In May, 2012, School Specialty, Inc. borrowed $70,000,000 from Bayside Finance, LLC under a term loan agreement. The loan was due to mature in October 2014, unless borrower refinanced certain convertible subordinated debentures, in which case the loan would mature in December 2015. The term loan agreement required borrower to pay a make-whole premium if the loan was prepaid or accelerated before maturity.
In January 2013, borrower defaulted under the term loan agreement and entered into a forbearance agreement with Bayside.

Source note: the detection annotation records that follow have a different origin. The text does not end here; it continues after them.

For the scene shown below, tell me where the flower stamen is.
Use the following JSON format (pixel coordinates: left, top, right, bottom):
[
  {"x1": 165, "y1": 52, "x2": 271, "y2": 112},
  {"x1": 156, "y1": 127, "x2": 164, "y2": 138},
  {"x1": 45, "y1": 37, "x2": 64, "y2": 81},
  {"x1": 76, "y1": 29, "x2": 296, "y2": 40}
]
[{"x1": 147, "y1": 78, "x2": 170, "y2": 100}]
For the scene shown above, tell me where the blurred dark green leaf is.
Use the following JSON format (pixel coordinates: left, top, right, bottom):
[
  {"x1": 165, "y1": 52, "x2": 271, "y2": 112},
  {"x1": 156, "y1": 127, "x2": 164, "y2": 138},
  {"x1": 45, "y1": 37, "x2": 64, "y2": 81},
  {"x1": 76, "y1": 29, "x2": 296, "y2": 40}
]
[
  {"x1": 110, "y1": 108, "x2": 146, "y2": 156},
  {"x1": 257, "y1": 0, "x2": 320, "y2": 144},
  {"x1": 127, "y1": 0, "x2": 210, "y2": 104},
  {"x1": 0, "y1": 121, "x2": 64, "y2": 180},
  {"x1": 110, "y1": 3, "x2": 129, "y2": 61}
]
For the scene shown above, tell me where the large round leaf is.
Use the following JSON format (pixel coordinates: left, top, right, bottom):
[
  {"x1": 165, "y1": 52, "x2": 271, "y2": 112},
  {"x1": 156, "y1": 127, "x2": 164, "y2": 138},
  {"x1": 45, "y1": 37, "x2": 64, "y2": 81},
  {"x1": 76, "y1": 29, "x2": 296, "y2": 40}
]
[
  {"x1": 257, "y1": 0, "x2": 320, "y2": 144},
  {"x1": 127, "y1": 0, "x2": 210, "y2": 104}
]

Later that month, borrower filed for bankruptcy and the Court approved debtor-in-possession financing. Bayside received a super-priority lien and adequate protection for the full amount of its claim, including (i) outstanding principal ($67,000,000), (ii) interest ($1,605,208.33) and (iii) a make-whole premium calculated using the later, December 2015, maturity date ($23,700,000). Calculation of the make-whole premium assumed that borrower could have refinanced the convertible subordinated debentures before October 2014, and therefore the later (conditional) maturity date for the loan was applicable.2
The Unsecured Creditors’ Committee moved to disallow the make-whole premium, arguing that the calculation inflated Bayside’s actual loss, was inconsistent with market precedent and in any event should have applied the shortest possible maturity date — October 2014 — because it was not certain borrower would have been able to refinance the convertible subordinated debentures.
The Court approved Bayside’s calculation of the makewhole premium and allowed the claim, finding it was not “plainly disproportionate” to Bayside’s loss even if the make-whole premium was more than one-third as large as the principal amount of the loan. Judge Carey reasoned that, under New York law (the law governing the term loan agreement), the test was whether the premium was disproportionate to the probable loss, not whether it was disproportionate to the principal amount of the loan. Judge Carey found that because the convertible subordinated debentures might have been refinanced, Bayside was committed to fund the loan through December 2015, and Bayside was required to plan its lending activity to account for an extension of the maturity. Therefore, it was appropriate to use the December 2015 maturity date to calculate the (increased) make-whole premium. Judge Carey also determined that borrower and Bayside negotiated the terms of the term loan agreement at arms-length, based on the fact that borrower received lending proposals from multiple lenders and ultimately chose Bayside and specifically negotiated the loan’s prepayment terms.
WHAT IS THE PRACTICAL EFFECT OF THE CASE?
Perhaps most importantly for the distressed debt market, Judge Carey sided with the evolving majority view of Bankruptcy Courts — that make-whole premiums are not unmatured interest — and found that the makewhole premium at issue was best characterized as a properly drafted liquidated damages provision that should be allowed under Section 502(b)(2) of the Bankruptcy Code.
At the heart of Judge Carey’s decision is a judicial reluctance to interfere with the provisions of a credit agreement bargained for by sophisticated parties — the Court followed this “freedom of contract” reasoning to its ultimate conclusion — (i) the characterization of the make-whole provision as a contract to pay liquidated damages upon the breach of the term loan credit agreement, and (ii) the allowance of a very substantial claim based on that make-whole premium.
The well-reasoned decision from an influential Bankruptcy Court is good news for lenders and bondholders and should provide additional guidance to distressed debt investors evaluating the likely return on a make-whole premium claim. While the substantial amount of the premium in this case may have led another court to conclude that the make-whole premium was disproportionate to the lender’s loss, Judge Carey’s decision effectively re-focuses the legal analysis on the calculation of the potential economic loss to the lender, not the relation of the make-whole premium to the outstanding principal amount the claim.